Deuxièmement, si le barista produit un café selon une certaine norme, la compétence ne s'intéresse pas aux raisons pour lesquelles le barista peut le faire. La compétence consiste simplement à cocher une case, pas à regarder comment la personne apprend et comment elle a acquis cette compétence. Il traite les gens comme des coquilles vides et vides, sans activité à l'intérieur. La compétence n'est pas une forme humaine d'apprentissage. Toutes les autres formes d'apprentissage antérieures, des idées classiques de pédagogie à l'apprentissage, ont assumé un sujet humain qui subit une forme de changement physique, mental ou spirituel.

Mais les humains ne sont pas des machines qui produisent simplement des résultats binaires. Ils ont des corps et des esprits qui changent à travers l'apprentissage. Les humains peuvent rencontrer des compétences mais la compétence ne convient pas à la façon dont les humains travaillent et apprennent. Il déshumanise les gens et en fait l'équivalent des machines muettes et sans âme. Nous ne pouvons pas être compétents si nous voulons conserver nos caractéristiques humaines.

Paradoxalement, la compétence elle-même rend moins probable que les apprenants ou les travailleurs répondent systématiquement à une certaine norme. En récompensant une performance qui est juste assez bonne, la compétence récompense une stratégie consistant à faire juste assez pour passer à travers. Cela rend plus probable que les gens ne parviennent pas à atteindre ce niveau de performance, car il récompense une attention minime à la tâche.

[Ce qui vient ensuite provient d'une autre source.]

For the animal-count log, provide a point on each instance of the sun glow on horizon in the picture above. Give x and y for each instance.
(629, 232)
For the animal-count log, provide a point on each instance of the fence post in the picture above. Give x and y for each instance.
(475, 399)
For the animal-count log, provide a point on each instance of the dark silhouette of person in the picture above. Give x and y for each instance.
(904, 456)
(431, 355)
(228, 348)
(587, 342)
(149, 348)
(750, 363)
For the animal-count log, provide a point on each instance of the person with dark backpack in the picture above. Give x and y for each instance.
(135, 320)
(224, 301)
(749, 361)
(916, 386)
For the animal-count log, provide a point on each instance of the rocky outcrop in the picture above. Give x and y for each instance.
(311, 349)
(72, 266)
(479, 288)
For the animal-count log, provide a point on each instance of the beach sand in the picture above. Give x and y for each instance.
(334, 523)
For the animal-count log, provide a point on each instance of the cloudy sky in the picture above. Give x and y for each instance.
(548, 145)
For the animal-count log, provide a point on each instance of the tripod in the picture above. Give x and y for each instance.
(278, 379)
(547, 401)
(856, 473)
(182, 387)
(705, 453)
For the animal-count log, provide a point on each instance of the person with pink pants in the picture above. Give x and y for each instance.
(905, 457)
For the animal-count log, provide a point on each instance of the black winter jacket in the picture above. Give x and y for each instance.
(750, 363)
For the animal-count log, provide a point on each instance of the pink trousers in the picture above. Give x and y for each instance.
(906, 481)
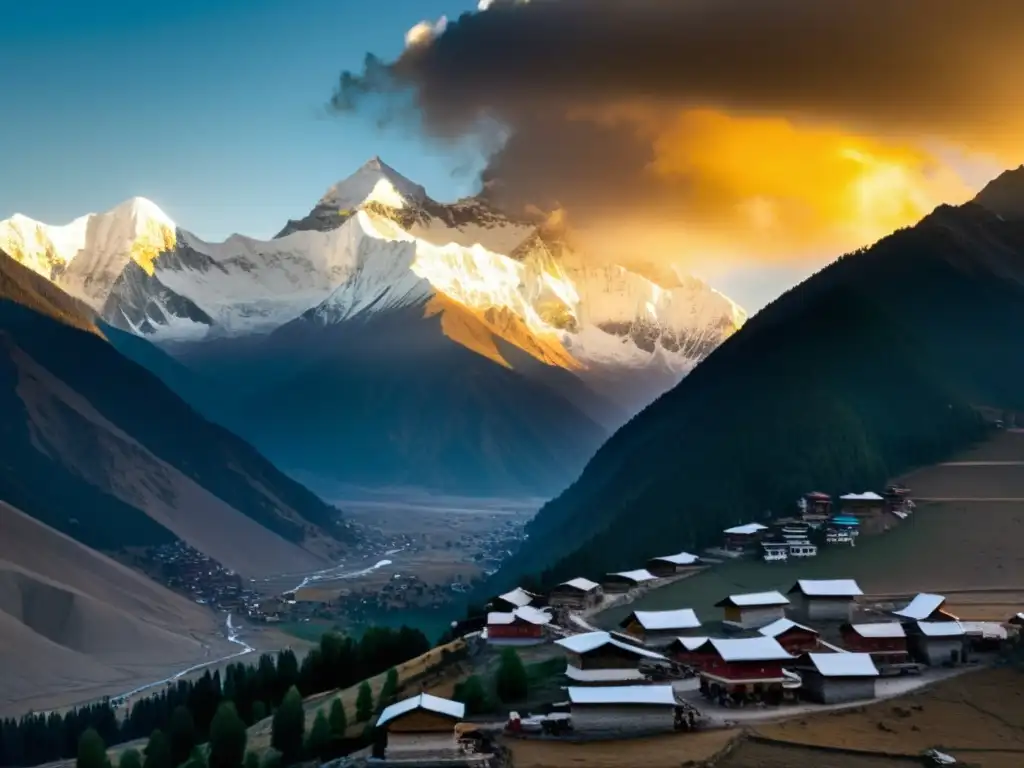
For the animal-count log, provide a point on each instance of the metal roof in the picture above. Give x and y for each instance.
(826, 588)
(683, 619)
(844, 665)
(756, 598)
(780, 626)
(922, 606)
(682, 558)
(518, 597)
(941, 629)
(750, 649)
(581, 584)
(638, 576)
(751, 527)
(624, 694)
(883, 629)
(593, 640)
(426, 701)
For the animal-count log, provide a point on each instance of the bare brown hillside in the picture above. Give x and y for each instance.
(75, 625)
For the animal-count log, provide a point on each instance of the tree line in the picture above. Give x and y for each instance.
(186, 713)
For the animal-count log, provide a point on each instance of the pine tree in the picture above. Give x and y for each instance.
(364, 702)
(181, 732)
(91, 751)
(158, 752)
(227, 737)
(511, 680)
(130, 759)
(289, 727)
(337, 720)
(318, 740)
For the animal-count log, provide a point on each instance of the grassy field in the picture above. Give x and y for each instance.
(977, 717)
(967, 550)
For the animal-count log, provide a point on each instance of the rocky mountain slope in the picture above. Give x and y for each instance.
(560, 350)
(75, 625)
(97, 448)
(872, 366)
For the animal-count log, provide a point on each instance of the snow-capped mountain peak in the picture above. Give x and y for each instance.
(375, 181)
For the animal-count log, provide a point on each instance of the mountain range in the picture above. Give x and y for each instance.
(386, 339)
(878, 364)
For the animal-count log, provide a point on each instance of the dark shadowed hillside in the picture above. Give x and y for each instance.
(868, 368)
(98, 448)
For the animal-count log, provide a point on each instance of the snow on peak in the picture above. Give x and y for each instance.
(375, 181)
(86, 256)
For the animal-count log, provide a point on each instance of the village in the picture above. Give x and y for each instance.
(822, 644)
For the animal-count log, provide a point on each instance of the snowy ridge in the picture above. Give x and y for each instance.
(376, 242)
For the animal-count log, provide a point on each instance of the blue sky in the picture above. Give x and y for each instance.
(212, 109)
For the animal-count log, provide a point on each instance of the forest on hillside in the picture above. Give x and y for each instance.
(871, 367)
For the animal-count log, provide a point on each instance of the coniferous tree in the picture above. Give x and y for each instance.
(227, 737)
(130, 759)
(511, 681)
(158, 752)
(91, 751)
(289, 727)
(364, 702)
(318, 740)
(338, 720)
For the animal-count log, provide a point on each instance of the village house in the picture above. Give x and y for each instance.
(796, 638)
(824, 599)
(623, 711)
(525, 626)
(749, 668)
(753, 610)
(926, 607)
(868, 508)
(659, 627)
(576, 594)
(691, 651)
(517, 598)
(937, 643)
(743, 538)
(599, 658)
(626, 580)
(837, 678)
(668, 565)
(422, 729)
(885, 641)
(815, 508)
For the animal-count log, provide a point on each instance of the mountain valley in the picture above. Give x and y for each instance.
(386, 339)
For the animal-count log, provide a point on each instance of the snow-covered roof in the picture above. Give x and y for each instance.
(988, 630)
(781, 626)
(826, 588)
(526, 613)
(601, 676)
(426, 701)
(750, 649)
(883, 629)
(585, 585)
(756, 598)
(593, 640)
(639, 576)
(682, 558)
(941, 629)
(691, 643)
(683, 619)
(922, 606)
(844, 665)
(624, 694)
(518, 597)
(751, 527)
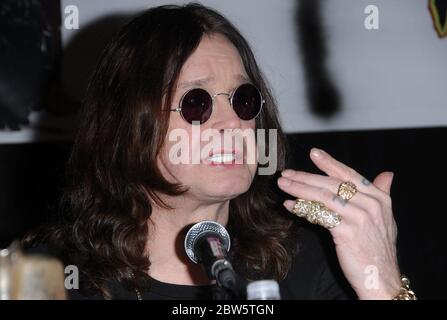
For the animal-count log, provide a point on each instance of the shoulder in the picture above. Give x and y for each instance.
(315, 272)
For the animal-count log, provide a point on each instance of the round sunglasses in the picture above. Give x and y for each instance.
(197, 105)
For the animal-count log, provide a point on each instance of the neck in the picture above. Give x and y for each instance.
(167, 229)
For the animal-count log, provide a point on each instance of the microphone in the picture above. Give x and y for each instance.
(208, 243)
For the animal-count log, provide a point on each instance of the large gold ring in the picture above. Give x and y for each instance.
(347, 190)
(317, 213)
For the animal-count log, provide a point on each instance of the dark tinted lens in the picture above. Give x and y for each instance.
(197, 105)
(247, 101)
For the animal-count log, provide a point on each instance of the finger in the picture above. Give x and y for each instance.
(369, 205)
(317, 180)
(384, 181)
(339, 170)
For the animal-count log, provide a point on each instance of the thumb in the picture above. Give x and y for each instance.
(383, 181)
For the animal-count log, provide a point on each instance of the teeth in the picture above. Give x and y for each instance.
(222, 158)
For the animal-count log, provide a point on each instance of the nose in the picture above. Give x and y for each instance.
(224, 116)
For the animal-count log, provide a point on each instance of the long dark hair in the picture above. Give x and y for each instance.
(112, 173)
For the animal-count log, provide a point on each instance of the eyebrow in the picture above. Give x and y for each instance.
(204, 81)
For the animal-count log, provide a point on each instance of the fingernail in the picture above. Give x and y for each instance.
(287, 173)
(317, 153)
(283, 182)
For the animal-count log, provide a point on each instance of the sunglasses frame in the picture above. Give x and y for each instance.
(230, 99)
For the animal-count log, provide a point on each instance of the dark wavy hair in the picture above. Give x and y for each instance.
(112, 176)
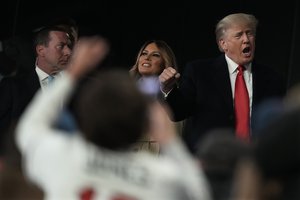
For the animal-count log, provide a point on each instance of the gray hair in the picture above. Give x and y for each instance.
(237, 18)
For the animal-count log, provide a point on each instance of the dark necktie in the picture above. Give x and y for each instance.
(241, 106)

Pourtant, nous sommes de plus en plus contraints d'adapter le moule de la compétence dans nos écoles et nos lieux de travail. Comme je le fais valoir mon livre récentUne telle approche nous diminue en tant qu'individus en ignorant le métier, l'improvisation et même nos pensées. Nous ne sommes pas des machines vides qui produisent simplement des résultats binaires. Si nous voulons être vraiment humains dans notre apprentissage et nos lieux de travail, nous devons être exemplaires, créatifs et idiosyncratiques. L'apprentissage et l'innovation impliquent un échec dans la recherche de quelque chose d'exceptionnel. Par définition, de telles choses ne peuvent tout simplement pas être jugées par les critères de compétence où le médiocre est l'étalon-or.

A propos de l'auteur

John Preston, professeur d'éducation, University of East London

Cet article a été publié initialement le La Conversation. Lis le article original.